You pull back. Scan the perimeter for some sort of foothold. At the counter: an enormous vat of dog treats. Opposite the treats: a vintage silver telephone accompanied by a "LET'S TALK" sign. Talk to who? Aren't there tellers behind the counter? Why would somebody come to the bank and then use this prop telephone to contact the bank?

???????
Your pulse spikes. You notice yellow bistro furniture on the far end of lobby. Is that the only seating in this entire place? Beside it, a bike bearing a large box with the words "GO TO" plastered across the side.
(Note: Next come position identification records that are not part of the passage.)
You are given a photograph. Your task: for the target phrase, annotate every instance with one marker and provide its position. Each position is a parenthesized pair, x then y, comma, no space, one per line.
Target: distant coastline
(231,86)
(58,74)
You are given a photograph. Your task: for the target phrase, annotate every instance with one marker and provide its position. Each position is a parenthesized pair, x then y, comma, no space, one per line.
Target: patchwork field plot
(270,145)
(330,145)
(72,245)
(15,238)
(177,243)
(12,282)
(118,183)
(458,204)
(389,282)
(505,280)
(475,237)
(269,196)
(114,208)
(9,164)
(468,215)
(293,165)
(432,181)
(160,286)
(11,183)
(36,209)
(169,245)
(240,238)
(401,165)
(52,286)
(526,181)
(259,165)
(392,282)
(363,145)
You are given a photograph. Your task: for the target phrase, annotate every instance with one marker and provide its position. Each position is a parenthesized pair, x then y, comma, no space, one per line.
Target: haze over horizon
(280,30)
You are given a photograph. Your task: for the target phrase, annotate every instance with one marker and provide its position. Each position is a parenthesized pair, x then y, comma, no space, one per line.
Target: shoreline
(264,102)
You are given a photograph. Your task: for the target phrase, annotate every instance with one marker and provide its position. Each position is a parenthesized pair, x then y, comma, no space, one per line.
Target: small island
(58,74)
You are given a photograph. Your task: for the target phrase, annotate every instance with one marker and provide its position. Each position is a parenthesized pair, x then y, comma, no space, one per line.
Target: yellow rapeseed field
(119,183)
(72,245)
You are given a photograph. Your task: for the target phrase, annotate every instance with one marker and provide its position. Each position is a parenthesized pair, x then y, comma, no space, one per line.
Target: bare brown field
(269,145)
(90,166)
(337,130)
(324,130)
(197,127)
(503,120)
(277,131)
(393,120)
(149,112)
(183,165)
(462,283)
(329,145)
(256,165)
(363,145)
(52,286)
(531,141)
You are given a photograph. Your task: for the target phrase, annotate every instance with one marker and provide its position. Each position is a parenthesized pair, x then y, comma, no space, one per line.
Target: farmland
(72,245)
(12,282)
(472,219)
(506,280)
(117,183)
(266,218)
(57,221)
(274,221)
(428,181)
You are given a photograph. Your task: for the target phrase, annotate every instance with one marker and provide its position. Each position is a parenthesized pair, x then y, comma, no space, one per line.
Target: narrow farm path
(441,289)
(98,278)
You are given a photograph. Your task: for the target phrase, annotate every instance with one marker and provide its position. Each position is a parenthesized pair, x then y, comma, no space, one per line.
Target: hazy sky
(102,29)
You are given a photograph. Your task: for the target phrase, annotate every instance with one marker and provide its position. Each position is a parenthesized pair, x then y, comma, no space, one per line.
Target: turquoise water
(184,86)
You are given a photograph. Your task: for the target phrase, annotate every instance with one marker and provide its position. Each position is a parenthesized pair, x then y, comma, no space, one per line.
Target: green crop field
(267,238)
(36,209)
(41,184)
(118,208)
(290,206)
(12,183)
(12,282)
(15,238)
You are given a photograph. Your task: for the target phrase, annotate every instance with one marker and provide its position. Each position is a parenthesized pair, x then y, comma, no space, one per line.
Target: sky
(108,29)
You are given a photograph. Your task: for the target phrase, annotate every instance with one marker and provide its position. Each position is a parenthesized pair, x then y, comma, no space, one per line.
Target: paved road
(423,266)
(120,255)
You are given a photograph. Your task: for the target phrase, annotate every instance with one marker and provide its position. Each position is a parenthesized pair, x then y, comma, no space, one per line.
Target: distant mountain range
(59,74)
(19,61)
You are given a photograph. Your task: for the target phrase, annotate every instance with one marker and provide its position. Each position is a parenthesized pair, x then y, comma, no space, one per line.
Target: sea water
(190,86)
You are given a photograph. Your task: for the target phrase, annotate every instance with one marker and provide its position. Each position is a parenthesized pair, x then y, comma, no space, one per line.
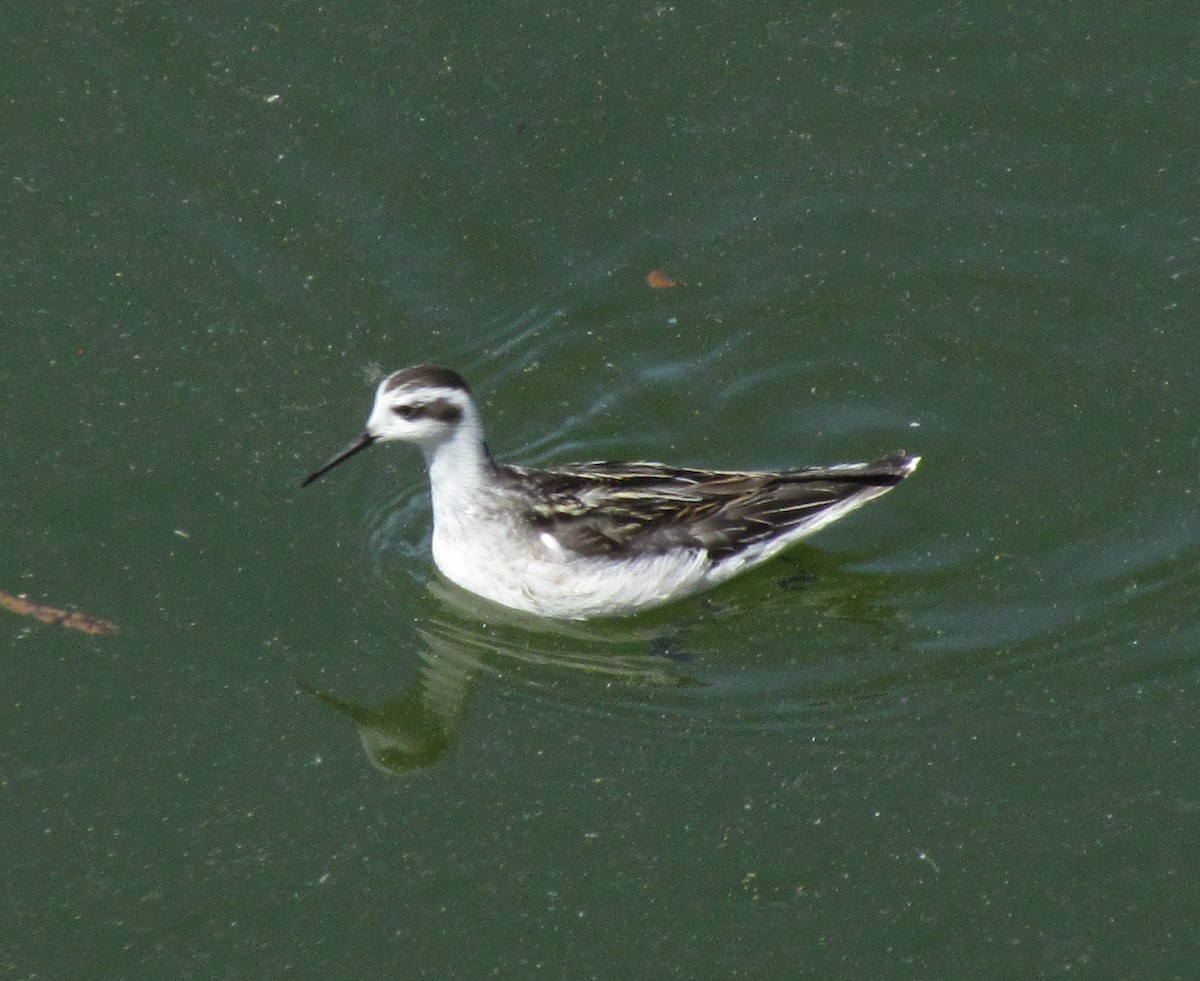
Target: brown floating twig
(63,618)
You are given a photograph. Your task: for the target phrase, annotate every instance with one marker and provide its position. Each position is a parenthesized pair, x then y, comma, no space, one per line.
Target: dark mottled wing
(623,509)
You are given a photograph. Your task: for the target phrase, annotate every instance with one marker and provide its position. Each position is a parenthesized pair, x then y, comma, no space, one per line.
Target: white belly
(535,576)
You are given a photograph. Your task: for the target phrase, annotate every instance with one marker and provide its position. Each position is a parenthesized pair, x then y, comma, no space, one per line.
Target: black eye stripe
(441,409)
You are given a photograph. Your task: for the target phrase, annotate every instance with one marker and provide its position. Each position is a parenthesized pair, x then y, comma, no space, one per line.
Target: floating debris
(63,618)
(658,280)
On the wall behind the bike: "WELCOME TO THE WORLD'S GREATEST BANK." At this point you have nearly gone full Laura Dern in Inland Empire, but finally, amid your Lynchian nightmare, you spot a grounding force: a calendar.
You know how calendars work. Across the top, the days of the week; beneath them, corresponding numbers. But what's this? There are seven days of the week, but 10 dates per row? Wait, only in the first row????????

IS TUESDAY SATURDAY?
Image: Conner Reed
You cannot remember the last time you gazed so directly into the face of pure, uncut entropy. Your innocence lays in rubble on the corner of NE 18th. But in the disarray, an epiphany: perhaps you have just borne witness to one of history's great examples of neoliberal satire. Was Kafka's "The Metamorphosis" half so bold in its illustration of a world rendered unrecognizable by the corrosive effects of capital?
As Dalí said: "Surrealism is destructive, but it only destroys what it considers to be shackles limiting our vision." Your shackles are gone. "Let's talk," indeed. Sweater weather. Spontaneous concert.
Anyway, whenever I take my friends here, they laugh and go "that's crazy" and then we usually eat at Gumba. Love their fry bread.